Nova Scotia-made trucks did a share of heavy lifting
By Matt Jones
By Matt Jones
From May 27, 1972 until May 29, 1980, the small rural community of Debert, N.S, was home to a heavy truck manufacturer – Scot Trucks.
Scot Truck models were well known throughout the region and were utilized for a wide variety of applications, from mining trucks, airport crash rescue trucks — and even cranes — as evidenced in the photo accompanying this article.
Originally called Atlantic Truck Manufacturing Limited, Scot Trucks was established by the Irving family, with James K. Irving as company president. The company set up shop in Debert and repurposed a Second World War-era 45,000 square-foot hanger that had once constructed air force bombers into a factory.
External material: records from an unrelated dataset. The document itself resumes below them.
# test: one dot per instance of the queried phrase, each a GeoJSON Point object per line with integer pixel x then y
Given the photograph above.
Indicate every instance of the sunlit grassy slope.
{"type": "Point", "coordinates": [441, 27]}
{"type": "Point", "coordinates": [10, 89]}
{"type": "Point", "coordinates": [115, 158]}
In a 1995 retrospective on the company in Old Autos, reporter Bill Jarvis stated that Scot Trucks’ total production was 1,155 vehicles, and that Scot fire trucks and airport crash rescue trucks were particularly popular, being exported to Mexico, Venezuela, Iran and Iraq. Scots were a high-end product — they were more expensive and heavier than many of their competitors, as a result of high-quality, heavy-duty construction. The trucks’ unique designs seem retro and unusual by modern standards, but they were representative of their time.
“The conventional Scot tractors looked normal in their day,” says Jarvis today. “They were easy to identify, but most makes had their own unique styling.”
Bill McNeilly was hired in 1970 as general manager and manager of operations. From an engineering background with International Harvester and Western Flyer Coach, McNeilly brought that perspective to his work with Scot. McNeilly says that Scot Trucks were built specifically so that they could be adapted to many types of work.
“We just built cabs and chassis,” says McNeilly. “The body builders would have put whatever they wanted on it. We built various lengths and different axle capacities and different frame capacities, things like that. But as far as any actual crane installations, we didn’t do those.”